Le mirabolanti avventure estive di un Azzurro e una Rossocrociata (Parte 4)

 

Il primo teorema sui brividi afferma che “Un brivido è un brivido”. Frase tautologica, ripetuta tante volte ma che riassume nella sua banalità un mondo di verità. Il secondo postulato sostiene che “Un brivido tira un altro brivido”. Quest’ultimo concetto fu ripreso dalla Rossocrociata che lanciò un ulteriore dose di benzina su un incendio di fomento che divampava già da giorni. Fu lei infatti a posticipare di un giorno la partenza, non più giovedì bensì venerdì dopo pranzo, un prolungamento accolto con entusiasmo e soddisfazione dall’Azzurro.

Il mercoledì fu la volta della chiesa dei cappuccini in Via Veneto, quella con la cripta trasformata in una specie di ossario, uno scenario macabro ma carico di fascino, una cosa che oltre tutto il giovane italiano non aveva mai visto. Davanti ad un panino enorme l’Azzurro provò ad imbastire una sorta di offerta-proposta matrimoniale per ottenere i vantaggi di un secondo passaporto dal valore notevole ma l’elvetica non fu così accondiscendente, soprattutto perché non era troppo entusiasta di uno scambio alla pari: il passaporto italiano non lo desiderava. Le Domus a Palazzo Valentini, il ritorno a casa ed il giro a San Lorenzo con passaggio davanti al Verano, prima del celebre tiramisù di Pompi furono i titoli di coda di un’altra puntata. Un’altra giornata finiva in archivio con giovedì che iniziava a farsi largo e che avrebbe portato i due a Cinecittà per un tour coinvolgente in particolare per quel che riguardava i set cinematografici della Roma Imperiale, del Borgo medievale e di Un Medico in Famiglia che scatenò una ingiustificabile ondata di fomento nel volto dell’Italico.

Trascinati da un flusso emotivo non arginabile la serata terminò a Campo de Fiori, tra discorsi sul futuro e interpretazioni varie di tutto ciò che era accaduto.

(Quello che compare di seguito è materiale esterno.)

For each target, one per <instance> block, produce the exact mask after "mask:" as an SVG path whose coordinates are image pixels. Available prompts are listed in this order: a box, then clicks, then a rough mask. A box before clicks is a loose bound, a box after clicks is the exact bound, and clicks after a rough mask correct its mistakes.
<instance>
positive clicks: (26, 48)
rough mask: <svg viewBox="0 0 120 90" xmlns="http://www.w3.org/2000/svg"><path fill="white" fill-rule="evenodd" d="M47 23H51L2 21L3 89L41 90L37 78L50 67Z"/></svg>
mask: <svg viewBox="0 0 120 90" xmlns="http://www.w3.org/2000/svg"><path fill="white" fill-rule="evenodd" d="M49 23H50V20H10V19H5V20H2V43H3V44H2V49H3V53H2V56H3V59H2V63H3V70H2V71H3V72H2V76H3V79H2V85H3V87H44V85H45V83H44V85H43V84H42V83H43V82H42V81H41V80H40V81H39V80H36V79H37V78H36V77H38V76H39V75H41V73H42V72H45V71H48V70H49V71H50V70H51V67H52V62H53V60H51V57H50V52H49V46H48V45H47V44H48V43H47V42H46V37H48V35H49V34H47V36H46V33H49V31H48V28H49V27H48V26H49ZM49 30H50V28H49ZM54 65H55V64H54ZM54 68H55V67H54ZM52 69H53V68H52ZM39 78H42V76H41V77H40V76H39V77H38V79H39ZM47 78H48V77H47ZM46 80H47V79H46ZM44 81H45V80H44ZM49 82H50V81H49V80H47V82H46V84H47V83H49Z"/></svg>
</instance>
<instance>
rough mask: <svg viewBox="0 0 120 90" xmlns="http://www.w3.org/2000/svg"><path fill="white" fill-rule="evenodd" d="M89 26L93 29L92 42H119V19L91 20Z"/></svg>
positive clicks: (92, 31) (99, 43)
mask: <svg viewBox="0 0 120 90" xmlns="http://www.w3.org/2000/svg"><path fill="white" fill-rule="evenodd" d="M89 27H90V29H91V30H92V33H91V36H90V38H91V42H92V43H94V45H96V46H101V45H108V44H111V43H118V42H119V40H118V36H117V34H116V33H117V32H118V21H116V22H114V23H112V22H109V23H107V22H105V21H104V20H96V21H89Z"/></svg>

Era l’ultima nottata insieme prima della partenza ma ci fu tempo anche per altri momenti da ricordare, così come lo spaesamento del giovanotto italiano per tornare alla macchina.

Impossibile arrestare le lancette, impraticabile procrastinare ancora la partenza, il tempo inchiodava per la prima volta i due avventurieri che si diressero verso la stazione Termini alle 13.00.

Al binario 6, numero tanto caro all’Azzurro, si consumò l’arrivederci approfittando della pazienza del capo treno che aveva già il fischietto in bocca. Nessun imbarazzo ma quel senso di tristezza classico di quando una grande avventura volge alla fine, quando per una volta il fomento viene superato dalle scadenze e dai doveri. Trentasei ore dopo lei infatti sarebbe ripartita per Dublino, dove si erano incontrati casualmente e mai salutati. Travolti da undici giorni inattesi, avvolti da un alone perpetuo di carica si salutavano con quei puntini di sospensione che sono la coda immancabile in situazioni del genere, punti che rimandano ovviamente a quello che accadrà in seguito, puntini di sospensione che ti auguri di trasformare in punti esclamativi. Prima o dopo.

 

« Sì, perché il ciclone, quando arriva, non è che t’avverte. Passa, piglia e porta via. E a te, ‘un ti rimane altro che restare lì, bòno bòno a capire che, forse, se ‘un fosse passato, sarebbe stato parecchio, ma parecchio peggio »

 

(Leonardo Pieraccioni – Il Ciclone).